Friday, June 06, 2008

Small Worlds: The Dodge, The Earth

The Dodge line-up is slowly reaching completion, and it's pretty exciting. As usual, I'm a bit more excited about the poets whose performances will be away from the main stage, which this year include several current and old friends of the Spoken Word Series (Renee Ashley, Kate Greenstreet, BJ Ward). Of the Main Stage evening programs, I think Thursday and Friday are more interesting than either Saturday or Sunday - which suits me, as I usually run out of energy and/or free time somewhere around 8PM Saturday night. I enjoy being at the festival Thursday, when the programs are intended for students, because that's when the conversation is more about craft and less about "Oh, Mr. Poet, read this one!"

Looking forward to hearing Beth Ann Fennelly, whose book Tender Hooks I've had on my shelf for years; it was one of the first books that started me thinking there was a bit of a market for collections with a young child at the center. Since then, I've seen a few of them by poet mothers; no memorable ones from fathers. You reading this, publishers?

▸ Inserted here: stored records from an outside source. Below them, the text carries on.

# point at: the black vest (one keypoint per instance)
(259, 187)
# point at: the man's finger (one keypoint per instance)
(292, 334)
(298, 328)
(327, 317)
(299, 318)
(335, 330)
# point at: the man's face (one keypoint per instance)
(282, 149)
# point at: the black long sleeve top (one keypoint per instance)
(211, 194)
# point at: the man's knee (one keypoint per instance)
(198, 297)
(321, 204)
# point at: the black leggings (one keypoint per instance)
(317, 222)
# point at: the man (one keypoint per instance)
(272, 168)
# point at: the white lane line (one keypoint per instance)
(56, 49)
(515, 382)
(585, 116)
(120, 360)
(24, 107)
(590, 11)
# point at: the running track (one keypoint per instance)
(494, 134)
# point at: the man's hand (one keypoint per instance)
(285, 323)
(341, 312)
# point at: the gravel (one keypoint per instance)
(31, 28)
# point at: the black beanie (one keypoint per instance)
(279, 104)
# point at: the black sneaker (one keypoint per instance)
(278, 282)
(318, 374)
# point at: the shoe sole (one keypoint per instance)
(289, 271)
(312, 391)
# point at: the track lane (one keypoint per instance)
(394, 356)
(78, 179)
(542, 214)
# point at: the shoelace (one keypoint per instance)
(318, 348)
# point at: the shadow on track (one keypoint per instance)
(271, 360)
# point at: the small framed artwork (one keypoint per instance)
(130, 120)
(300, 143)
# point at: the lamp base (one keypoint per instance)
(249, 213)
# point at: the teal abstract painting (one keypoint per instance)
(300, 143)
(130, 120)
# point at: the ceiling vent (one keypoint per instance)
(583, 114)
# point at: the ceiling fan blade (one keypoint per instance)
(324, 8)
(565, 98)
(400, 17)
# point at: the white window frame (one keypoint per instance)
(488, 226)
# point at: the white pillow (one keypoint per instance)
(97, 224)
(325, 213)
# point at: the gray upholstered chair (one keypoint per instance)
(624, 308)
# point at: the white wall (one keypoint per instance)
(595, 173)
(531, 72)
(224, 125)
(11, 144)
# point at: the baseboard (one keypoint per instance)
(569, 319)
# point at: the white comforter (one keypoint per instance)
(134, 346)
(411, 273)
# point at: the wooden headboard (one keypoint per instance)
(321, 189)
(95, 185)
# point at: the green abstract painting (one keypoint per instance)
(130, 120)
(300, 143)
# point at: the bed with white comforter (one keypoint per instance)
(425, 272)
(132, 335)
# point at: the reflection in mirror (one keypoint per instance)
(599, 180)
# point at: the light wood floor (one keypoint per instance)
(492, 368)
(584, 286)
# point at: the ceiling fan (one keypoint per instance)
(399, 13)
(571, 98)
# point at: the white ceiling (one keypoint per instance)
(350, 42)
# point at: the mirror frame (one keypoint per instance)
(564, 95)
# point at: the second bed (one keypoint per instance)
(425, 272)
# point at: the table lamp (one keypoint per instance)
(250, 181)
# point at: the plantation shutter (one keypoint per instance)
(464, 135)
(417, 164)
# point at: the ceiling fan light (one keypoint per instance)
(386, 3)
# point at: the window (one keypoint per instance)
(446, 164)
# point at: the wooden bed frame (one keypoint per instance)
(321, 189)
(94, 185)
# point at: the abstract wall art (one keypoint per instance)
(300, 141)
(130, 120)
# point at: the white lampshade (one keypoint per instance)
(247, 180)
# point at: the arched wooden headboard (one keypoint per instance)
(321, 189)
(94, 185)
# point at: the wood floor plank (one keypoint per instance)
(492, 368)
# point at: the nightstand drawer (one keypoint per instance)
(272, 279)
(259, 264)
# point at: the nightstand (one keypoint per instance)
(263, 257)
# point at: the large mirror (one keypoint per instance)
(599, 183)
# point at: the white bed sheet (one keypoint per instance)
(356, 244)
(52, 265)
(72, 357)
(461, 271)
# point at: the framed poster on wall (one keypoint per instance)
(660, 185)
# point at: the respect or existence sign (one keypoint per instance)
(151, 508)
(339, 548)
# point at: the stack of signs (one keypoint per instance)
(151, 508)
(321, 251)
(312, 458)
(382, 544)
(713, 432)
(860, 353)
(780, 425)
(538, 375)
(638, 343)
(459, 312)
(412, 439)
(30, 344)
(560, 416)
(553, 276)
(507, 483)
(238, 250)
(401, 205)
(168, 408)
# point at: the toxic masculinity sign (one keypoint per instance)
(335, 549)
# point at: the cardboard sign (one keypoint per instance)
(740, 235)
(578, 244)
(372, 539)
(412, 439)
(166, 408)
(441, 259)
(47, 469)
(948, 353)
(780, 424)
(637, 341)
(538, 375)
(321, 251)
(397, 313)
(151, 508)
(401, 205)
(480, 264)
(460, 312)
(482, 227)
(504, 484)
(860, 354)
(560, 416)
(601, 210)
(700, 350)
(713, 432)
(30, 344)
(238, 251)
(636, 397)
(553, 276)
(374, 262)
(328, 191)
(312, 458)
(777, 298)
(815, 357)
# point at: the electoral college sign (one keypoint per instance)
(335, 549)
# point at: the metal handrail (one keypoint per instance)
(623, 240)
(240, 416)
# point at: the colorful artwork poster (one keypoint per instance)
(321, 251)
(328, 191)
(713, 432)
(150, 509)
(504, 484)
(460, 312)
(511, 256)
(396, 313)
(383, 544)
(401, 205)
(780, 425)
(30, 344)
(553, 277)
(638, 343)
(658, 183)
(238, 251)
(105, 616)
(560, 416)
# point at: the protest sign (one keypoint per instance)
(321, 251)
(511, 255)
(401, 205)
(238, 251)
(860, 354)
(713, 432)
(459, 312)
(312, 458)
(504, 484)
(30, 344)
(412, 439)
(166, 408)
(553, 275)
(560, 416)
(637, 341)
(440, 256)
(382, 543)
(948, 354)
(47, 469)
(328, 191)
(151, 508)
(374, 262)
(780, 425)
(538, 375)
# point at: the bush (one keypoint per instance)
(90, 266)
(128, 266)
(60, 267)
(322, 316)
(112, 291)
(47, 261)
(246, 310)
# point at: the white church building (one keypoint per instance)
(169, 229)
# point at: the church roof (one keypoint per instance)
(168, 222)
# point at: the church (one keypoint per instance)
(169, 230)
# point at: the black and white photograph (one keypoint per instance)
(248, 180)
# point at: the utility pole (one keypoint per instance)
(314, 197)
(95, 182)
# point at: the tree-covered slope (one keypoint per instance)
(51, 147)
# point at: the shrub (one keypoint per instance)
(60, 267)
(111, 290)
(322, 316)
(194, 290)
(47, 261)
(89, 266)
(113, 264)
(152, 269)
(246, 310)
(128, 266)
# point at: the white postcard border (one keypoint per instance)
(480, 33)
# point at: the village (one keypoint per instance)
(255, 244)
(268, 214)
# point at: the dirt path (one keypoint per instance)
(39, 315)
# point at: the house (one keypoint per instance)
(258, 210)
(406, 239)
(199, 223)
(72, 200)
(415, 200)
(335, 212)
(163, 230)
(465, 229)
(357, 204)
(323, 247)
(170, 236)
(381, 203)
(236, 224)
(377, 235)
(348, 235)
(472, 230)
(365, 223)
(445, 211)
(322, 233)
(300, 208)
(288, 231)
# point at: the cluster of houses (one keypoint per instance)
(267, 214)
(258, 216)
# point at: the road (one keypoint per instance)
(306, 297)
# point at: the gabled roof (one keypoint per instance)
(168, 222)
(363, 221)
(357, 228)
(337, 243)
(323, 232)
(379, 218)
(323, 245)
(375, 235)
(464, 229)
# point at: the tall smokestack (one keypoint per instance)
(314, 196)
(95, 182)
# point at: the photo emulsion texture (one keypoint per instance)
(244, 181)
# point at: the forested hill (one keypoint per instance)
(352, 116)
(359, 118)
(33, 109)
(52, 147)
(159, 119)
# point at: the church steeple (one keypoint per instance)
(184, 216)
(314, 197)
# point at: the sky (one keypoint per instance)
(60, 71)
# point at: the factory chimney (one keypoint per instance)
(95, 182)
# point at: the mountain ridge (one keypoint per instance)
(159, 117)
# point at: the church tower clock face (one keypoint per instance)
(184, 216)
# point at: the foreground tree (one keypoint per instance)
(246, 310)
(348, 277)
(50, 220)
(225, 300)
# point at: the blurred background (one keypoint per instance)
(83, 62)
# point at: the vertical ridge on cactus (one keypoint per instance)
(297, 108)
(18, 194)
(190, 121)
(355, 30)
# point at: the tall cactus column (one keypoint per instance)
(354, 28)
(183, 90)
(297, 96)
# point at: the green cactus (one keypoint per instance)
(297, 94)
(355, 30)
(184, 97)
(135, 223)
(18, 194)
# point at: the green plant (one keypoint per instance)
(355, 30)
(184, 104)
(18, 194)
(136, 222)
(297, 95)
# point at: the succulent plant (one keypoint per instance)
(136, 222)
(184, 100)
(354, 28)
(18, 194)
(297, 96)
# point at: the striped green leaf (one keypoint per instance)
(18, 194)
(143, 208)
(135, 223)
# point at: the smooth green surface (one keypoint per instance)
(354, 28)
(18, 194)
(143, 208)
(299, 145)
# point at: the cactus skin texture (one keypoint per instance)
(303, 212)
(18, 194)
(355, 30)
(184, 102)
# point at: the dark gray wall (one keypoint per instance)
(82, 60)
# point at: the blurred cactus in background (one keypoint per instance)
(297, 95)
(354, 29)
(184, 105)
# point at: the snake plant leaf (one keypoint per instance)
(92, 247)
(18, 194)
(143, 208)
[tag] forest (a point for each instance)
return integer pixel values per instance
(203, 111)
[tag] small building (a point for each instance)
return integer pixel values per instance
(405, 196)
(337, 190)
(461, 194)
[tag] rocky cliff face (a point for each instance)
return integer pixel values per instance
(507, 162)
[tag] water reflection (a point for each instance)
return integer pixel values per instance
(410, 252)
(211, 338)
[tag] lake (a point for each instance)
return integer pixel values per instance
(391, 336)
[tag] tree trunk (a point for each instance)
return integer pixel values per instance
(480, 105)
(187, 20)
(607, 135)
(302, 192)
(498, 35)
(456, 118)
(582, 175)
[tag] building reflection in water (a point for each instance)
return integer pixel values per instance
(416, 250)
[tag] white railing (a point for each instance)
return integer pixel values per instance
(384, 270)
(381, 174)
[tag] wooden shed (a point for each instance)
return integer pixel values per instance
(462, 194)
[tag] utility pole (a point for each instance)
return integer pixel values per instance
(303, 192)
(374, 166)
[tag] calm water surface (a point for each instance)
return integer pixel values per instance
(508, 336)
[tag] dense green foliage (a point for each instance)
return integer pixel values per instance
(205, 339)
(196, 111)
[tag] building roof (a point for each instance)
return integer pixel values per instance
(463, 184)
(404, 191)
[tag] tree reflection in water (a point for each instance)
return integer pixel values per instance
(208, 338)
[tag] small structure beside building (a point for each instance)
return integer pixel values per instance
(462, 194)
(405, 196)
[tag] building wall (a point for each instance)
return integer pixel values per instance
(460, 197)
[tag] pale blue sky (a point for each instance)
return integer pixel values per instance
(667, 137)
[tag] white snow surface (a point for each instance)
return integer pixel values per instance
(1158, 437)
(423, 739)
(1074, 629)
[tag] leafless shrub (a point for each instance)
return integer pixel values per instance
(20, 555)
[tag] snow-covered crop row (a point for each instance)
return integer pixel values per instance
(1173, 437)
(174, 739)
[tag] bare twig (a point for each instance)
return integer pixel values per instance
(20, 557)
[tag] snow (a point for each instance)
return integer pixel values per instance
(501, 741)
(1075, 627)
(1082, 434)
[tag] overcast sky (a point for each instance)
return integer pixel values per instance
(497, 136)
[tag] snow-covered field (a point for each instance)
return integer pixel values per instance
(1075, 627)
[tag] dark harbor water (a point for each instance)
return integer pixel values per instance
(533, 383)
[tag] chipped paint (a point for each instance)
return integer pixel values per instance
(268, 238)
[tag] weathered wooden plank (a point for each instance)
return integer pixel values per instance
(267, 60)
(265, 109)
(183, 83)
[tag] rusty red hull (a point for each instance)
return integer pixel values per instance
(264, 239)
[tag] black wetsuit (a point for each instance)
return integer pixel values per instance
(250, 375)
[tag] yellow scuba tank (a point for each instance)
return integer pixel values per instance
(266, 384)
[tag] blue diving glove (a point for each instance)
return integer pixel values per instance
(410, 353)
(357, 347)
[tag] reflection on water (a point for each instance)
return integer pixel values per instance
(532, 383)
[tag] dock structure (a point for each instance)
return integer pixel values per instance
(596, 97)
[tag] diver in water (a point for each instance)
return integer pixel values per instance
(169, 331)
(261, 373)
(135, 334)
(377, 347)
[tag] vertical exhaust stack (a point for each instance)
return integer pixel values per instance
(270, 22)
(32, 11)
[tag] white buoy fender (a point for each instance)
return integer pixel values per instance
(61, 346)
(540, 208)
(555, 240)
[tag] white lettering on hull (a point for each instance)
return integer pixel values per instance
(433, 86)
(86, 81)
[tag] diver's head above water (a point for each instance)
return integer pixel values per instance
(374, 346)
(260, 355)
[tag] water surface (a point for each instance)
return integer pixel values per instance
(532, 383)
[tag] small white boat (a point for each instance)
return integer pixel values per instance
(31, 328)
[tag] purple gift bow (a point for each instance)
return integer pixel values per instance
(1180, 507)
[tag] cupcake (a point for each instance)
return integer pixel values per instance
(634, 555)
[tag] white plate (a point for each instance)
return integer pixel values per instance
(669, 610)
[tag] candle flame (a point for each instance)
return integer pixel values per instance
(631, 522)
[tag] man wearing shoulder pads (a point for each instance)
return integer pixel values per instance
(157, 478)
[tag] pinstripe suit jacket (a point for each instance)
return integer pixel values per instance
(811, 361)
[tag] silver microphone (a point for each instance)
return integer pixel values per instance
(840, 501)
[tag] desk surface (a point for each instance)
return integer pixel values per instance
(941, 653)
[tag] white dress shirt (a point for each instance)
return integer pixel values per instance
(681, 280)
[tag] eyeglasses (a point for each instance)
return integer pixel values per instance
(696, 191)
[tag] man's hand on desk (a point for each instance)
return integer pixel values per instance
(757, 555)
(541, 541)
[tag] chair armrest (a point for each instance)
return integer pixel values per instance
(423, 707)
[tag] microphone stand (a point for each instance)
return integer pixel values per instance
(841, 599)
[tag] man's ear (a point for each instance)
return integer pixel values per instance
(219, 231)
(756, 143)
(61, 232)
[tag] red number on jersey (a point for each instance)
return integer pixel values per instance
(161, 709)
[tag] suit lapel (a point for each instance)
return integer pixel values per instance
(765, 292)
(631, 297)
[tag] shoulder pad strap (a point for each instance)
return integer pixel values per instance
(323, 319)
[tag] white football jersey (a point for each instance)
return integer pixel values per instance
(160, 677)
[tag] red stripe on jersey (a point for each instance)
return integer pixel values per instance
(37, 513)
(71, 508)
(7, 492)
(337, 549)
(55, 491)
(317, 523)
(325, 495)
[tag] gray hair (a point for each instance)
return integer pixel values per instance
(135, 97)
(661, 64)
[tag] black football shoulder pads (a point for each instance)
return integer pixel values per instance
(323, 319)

Anyway, here's a bit from Fennelly's "A Study of Writing Habits":

4. Why We Don't Want Our Children to Be Poets

Think about Stephen Dunn
washing his clean laundry at the laundromat
because he wanted to write a poem
about the laundromat.

Think about yourself
thinking about Stephen Dunn.

Here's a bit of trivia about me, just for you, my six loyal readers: Did you see the news about Dwight White? He and I worked at the same company for a short time. White was quite a successful investment banker after he retired from the Steelers, and was an officer at the small (and now defunct) Daniels and Bell, where I was employed during college as (among other things) a generator of mathematical stock price analyses. We only met once, I think in 1986, but I do remember thinking was just what I expected a smart ex-NFL player to be: an impressive, formidable presence. Hearing his name on the radio, aside from saddening me at his passing so young, reminded me that it's really not as big a world as we give it credit for.